The TECHNICAL ADVANCEMENT, of this invention, lies in: The present invention provides storage and dispensing systems, which are recyclable in nature. These systems are able to separate the fluids and gases on the basis of physical properties such as polarity, thermal stability, molecular weight, and others.

Thus, the invention provides systems for storage, separation, and safe recovery of gases and other valuable components from the waste streams, where the system is customizable on the basis of the input mixture and a large number of fluids can be separated by the process of the present invention.

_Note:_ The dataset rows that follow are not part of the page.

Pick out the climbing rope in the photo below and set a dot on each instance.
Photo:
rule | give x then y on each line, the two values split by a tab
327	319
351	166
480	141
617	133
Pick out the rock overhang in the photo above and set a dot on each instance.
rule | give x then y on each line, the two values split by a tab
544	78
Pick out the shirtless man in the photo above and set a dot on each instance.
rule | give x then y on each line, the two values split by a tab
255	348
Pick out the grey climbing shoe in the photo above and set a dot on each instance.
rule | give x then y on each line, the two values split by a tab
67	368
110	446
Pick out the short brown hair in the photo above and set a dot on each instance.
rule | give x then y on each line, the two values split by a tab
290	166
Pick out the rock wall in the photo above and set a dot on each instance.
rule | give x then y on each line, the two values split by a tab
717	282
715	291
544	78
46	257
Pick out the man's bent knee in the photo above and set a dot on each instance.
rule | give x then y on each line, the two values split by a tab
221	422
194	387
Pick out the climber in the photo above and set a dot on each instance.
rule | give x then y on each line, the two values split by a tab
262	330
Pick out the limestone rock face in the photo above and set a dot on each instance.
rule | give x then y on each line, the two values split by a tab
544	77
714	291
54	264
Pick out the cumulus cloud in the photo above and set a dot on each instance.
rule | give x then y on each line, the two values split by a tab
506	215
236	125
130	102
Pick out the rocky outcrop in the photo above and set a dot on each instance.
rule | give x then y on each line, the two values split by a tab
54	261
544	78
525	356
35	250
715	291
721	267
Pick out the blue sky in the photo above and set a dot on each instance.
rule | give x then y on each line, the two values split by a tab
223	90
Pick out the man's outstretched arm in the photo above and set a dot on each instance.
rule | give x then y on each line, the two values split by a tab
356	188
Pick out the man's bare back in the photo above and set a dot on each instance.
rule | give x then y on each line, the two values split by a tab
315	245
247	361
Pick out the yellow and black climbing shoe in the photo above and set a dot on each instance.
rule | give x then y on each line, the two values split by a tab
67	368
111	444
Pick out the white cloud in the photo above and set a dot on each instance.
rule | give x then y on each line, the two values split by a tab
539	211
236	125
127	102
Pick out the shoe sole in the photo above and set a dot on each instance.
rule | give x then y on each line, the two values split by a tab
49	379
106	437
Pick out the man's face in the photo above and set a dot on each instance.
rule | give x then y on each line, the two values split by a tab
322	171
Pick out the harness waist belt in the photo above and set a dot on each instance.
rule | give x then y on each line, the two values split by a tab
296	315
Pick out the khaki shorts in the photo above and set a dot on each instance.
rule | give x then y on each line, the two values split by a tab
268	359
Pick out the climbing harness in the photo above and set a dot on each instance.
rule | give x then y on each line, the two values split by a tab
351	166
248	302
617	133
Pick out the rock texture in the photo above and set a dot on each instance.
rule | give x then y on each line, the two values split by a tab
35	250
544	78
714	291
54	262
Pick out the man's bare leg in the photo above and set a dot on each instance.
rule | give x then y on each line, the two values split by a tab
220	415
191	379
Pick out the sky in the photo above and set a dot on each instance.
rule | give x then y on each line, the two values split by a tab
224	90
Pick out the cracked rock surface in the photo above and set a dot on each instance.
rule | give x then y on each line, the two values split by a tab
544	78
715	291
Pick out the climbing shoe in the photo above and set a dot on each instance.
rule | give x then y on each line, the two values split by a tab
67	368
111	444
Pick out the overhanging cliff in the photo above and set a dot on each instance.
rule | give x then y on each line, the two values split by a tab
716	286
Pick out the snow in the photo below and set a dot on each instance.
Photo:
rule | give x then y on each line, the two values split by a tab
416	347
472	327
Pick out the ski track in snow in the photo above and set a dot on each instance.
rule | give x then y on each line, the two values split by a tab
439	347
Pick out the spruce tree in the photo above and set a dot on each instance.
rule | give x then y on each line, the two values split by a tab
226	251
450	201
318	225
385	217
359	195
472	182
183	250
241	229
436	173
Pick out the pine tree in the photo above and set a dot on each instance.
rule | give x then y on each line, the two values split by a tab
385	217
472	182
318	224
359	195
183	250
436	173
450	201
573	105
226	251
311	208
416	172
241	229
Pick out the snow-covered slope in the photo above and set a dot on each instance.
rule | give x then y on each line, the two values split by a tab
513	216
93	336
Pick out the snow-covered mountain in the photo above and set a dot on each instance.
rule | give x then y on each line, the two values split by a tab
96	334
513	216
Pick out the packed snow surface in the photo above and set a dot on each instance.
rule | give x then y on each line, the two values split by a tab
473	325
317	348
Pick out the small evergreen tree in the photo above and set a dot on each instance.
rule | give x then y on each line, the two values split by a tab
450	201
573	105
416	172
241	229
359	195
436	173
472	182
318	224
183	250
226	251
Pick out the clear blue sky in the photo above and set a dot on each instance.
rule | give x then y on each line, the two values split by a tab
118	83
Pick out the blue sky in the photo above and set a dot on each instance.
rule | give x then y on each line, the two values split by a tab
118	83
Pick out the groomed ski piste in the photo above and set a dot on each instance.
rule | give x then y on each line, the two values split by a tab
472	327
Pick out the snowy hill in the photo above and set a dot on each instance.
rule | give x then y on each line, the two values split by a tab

It will be further appreciated that functions or structures of a plurality of components or steps may be combined into a single component or step, or the functions or structures of one-step or component may be split among plural steps or components. The present invention contemplates all of these combinations. Unless stated otherwise, dimensions and geometries of the various structures depicted herein are not intended to be restrictive of the invention, and other dimensions or geometries are possible.

In addition, while a feature of the present invention may have been described in the context of only one of the illustrated embodiments, such feature may be combined with one or more other features of other embodiments, for any given application. It will also be appreciated from the above that the fabrication of the unique structures herein and the operation thereof also constitute methods in accordance with the present invention. The present invention also encompasses intermediate and end products resulting from the practice of the methods herein. The use of “comprising” or “including” also contemplates embodiments that “consist essentially of” or “consist of” the recited feature.

Although embodiments for the present invention have been described in language specific to structural features, it is to be understood that the present invention is not necessarily limited to the specific features described. Rather, the specific features and methods are disclosed as embodiments for the present invention. Numerous modifications and adaptations of the system/component of the present invention will be apparent to those skilled in the art, and thus it is intended by the appended claims to cover all such modifications and adaptations which fall within the scope of the present invention.